Ben Jung Jaehyun, yuvarlak çerçeveli gözlüklerimin ardında bir üniversite öğrencisiyim ve kaldığım apartman dairesi arkadaşlarım tarafımdan resmen bir otel gibi kullanılıyor. Değişim programıyla Kore'de eğitim alan iki yabancı arkadaşım ve bir de yerden bitme bir velet olarak gördüğümüz çömezin tekiyle aynı evi paylaşıyorum.
Yuta üniversitede Film Tasarım ve Yönetmenliği Bölümü'ndeydi ve tanışmamız onun kamerasını yanlışlıkla kırmam sonucunda gerçekleşmişti. Eh.. ben biraz sakardım. Si Cheng namı diğer Win'le tanışmamız ise kafasına kadar esneterek çıkardığı bacağını sırtıma indirmesi ile olmuştu. Tanışma hikayelerimiz ayrı ayrı travma etkisi yaratabilecek kapasiteye sahip olsa dahi benim en büyük travmam ısrarla aramızda bir şey yok demelerine rağmen sabahlara kadar aynı yatağın içinden çıkmadan yatan Yuta ve Winnie'nin vıcık ilişkisiydi. Sevgili değillerdi. Yani bana söyledikleri kadarıyla değillerdi işte ve buna rağmen sidik yarıştırmak ve işemekle ilgili daha bir çok iğrenç şeyi birlikte yapabilen, birbirleri karşısında çıplak kalmaktan çekinmeyen iki manyakla aynı evde yaşıyordum. Bana soracak olursanız Yuta'nın, masum ve temiz kalpli arkadaşımın aklını çeldiğini düşünmüyor değildim fakat Win'in cazibesi yüzden olasılıkların arttığının farkındaydım ve ne olur ne olmaz dercesine her sonucu göz önünde bulunduruyordum.

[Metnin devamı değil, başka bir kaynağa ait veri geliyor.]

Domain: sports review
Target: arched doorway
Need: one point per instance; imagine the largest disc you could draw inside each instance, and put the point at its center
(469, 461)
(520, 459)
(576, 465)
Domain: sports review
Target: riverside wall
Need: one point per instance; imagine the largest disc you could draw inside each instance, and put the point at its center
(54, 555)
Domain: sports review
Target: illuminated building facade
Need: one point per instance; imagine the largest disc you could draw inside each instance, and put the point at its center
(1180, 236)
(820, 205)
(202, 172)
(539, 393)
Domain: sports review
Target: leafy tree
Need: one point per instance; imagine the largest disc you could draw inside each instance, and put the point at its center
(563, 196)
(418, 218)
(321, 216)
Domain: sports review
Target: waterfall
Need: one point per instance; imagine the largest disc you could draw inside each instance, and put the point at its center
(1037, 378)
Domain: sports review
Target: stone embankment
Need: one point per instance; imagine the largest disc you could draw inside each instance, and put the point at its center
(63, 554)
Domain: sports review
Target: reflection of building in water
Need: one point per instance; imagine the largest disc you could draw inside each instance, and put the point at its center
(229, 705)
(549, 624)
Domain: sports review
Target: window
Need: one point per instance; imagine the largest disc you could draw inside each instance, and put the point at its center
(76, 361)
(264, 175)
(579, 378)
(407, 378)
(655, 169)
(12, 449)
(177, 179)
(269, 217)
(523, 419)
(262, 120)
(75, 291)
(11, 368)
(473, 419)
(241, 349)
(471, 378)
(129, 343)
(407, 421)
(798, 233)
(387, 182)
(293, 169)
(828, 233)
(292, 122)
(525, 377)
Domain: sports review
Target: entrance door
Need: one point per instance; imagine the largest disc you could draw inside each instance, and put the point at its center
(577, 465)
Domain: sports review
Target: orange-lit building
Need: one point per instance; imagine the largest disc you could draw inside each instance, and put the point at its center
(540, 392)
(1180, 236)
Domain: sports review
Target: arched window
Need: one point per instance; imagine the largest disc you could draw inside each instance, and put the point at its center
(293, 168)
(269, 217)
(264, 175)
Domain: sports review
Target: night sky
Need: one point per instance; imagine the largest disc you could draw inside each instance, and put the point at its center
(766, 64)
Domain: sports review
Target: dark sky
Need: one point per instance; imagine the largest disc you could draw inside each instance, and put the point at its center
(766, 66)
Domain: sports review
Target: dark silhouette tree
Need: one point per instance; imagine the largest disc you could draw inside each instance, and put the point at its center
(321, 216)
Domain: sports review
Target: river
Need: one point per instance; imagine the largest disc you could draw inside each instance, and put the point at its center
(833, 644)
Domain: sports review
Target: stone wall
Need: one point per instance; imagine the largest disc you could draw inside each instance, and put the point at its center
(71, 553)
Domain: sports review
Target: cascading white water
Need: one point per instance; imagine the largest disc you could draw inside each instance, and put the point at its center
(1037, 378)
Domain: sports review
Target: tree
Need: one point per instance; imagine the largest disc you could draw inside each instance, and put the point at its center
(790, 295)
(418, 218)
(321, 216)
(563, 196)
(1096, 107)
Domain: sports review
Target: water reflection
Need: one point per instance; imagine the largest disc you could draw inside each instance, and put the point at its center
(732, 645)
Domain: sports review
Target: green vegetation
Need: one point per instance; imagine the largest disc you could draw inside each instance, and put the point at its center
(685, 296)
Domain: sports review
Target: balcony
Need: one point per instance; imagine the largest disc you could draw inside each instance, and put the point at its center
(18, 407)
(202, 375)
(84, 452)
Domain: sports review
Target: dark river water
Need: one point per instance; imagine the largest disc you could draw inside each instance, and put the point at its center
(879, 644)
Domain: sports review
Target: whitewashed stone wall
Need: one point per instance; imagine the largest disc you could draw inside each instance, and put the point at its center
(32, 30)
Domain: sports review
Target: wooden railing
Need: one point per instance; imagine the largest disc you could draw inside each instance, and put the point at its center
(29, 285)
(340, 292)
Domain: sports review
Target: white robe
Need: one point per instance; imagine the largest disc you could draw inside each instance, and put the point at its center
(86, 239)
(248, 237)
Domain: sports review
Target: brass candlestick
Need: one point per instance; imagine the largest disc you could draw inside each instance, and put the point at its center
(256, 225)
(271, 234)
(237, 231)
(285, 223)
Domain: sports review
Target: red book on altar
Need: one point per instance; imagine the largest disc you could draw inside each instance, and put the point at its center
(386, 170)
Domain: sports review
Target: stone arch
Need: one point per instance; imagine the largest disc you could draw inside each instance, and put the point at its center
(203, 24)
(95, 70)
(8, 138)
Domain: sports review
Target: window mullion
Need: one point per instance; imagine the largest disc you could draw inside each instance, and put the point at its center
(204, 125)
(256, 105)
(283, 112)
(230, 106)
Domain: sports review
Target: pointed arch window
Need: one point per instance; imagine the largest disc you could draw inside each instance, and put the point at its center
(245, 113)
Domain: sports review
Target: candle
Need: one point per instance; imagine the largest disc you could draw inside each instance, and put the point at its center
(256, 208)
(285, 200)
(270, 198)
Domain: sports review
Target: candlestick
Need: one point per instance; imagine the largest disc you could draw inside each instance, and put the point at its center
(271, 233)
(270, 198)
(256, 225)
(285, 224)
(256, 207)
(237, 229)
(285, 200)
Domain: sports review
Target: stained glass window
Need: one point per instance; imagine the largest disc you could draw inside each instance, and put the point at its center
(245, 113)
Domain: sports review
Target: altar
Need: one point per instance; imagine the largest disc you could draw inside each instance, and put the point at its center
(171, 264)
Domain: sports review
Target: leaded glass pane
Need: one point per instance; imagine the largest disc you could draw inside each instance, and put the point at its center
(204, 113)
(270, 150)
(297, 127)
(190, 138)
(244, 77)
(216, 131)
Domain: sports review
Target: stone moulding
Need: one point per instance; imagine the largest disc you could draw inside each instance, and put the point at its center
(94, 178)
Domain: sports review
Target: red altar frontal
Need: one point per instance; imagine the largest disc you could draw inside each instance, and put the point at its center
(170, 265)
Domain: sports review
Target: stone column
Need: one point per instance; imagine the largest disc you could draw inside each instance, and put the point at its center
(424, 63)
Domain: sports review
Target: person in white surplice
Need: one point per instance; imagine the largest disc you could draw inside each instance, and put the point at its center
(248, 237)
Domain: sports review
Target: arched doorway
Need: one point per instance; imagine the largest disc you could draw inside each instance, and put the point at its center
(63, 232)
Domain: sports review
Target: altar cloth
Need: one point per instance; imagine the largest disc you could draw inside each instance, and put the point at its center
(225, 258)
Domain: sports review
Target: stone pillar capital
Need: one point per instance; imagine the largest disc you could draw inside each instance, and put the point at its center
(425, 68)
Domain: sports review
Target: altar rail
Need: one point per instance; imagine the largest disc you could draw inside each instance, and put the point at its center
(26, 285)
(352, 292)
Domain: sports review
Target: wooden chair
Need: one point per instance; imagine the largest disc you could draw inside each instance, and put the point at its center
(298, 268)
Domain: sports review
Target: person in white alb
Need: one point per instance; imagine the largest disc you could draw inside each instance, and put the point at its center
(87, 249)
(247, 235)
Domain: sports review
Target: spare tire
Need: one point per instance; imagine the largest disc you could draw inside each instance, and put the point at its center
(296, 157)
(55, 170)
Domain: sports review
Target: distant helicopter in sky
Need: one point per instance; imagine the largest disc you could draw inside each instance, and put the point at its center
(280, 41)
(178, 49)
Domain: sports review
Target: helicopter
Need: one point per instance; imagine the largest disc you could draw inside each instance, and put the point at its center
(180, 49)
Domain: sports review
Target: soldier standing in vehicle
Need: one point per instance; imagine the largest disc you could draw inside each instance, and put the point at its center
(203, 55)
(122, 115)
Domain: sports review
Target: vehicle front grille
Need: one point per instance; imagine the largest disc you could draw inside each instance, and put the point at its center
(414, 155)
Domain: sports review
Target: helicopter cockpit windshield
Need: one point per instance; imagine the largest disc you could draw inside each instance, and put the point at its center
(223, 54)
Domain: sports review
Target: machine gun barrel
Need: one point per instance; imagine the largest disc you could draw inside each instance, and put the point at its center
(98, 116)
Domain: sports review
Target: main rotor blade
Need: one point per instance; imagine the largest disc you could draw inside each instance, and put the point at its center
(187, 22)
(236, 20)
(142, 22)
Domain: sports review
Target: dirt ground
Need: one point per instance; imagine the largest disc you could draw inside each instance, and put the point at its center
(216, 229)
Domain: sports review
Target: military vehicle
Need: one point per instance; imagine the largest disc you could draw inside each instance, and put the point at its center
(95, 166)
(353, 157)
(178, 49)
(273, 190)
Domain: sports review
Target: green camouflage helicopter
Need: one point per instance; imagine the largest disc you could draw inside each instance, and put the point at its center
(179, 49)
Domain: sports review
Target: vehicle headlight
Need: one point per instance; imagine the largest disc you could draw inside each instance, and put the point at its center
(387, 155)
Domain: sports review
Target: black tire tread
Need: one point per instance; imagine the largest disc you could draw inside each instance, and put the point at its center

Jaemin'e gelecek olursak da.. Üniversitenin birinci senesine henüz yeni başlamış, daha önce de söylediğim gibi çömezin tekiydi. Ancak belirtmem gerekiyor ki olduğundan oldukça küçük gösteriyor ve davranışlarıyla da görüntüsüne tezatlık oluşturacak bir olgunluk sergiliyordu. Onu bir üniversite partisinde içip içip sızdığında ve oracıkta tek başına kaldığında fark etmiştik. Sonuç olarak alıp küçük dairemize götürmüş ve kiraya ortaklık etmeyi teklif ettiği gün de depo haline getirdiğimiz odayı boşaltıp ona yatak odası yapmıştık.
Bu paragrafları açmam ve onlarca cümleyi sarf etmemin tek sebebi ise karşı apartmanımızda oturan ve yine hemen karşımızdaki daireyi almış uyuz mu uyuz bir şefti. Pekala zengin bir herifin apartman dairesinde ne yaptığını sahiden çok merak ediyordum çünkü bu semtin en lüks restoranında en üst mertebede çalışan bir aşçıydı. Ve internette o kadar makaleye konu olup bir çok dergiye röportaj verdikten sonra birden bire kendine Johnny demek istemiş ve bundan sonra da herkesin kendine bu isimle hitap etmesini söylemişti. Fakat ona gerçek ismiyle seslendiğimde sinirden deliye döndüğünü fark etmem benim en büyük eğlenceme dönüşmüştü. Onu sinir edebilmek için, her sabah işe gidiş saatinde pencereye çıkıp, yoldan aşağı yürüyen adama gerçek ismiyle hitap ederek günaydınlarda bulunuyordum. Nefretim o kadar saçma bir boyuta ulaşmıştı ki bu kadar basit ve saçma sapan bir eylem için sabahın bir köründe uykumdan olup tüm mahalleyi inletircesine bağırıyordum.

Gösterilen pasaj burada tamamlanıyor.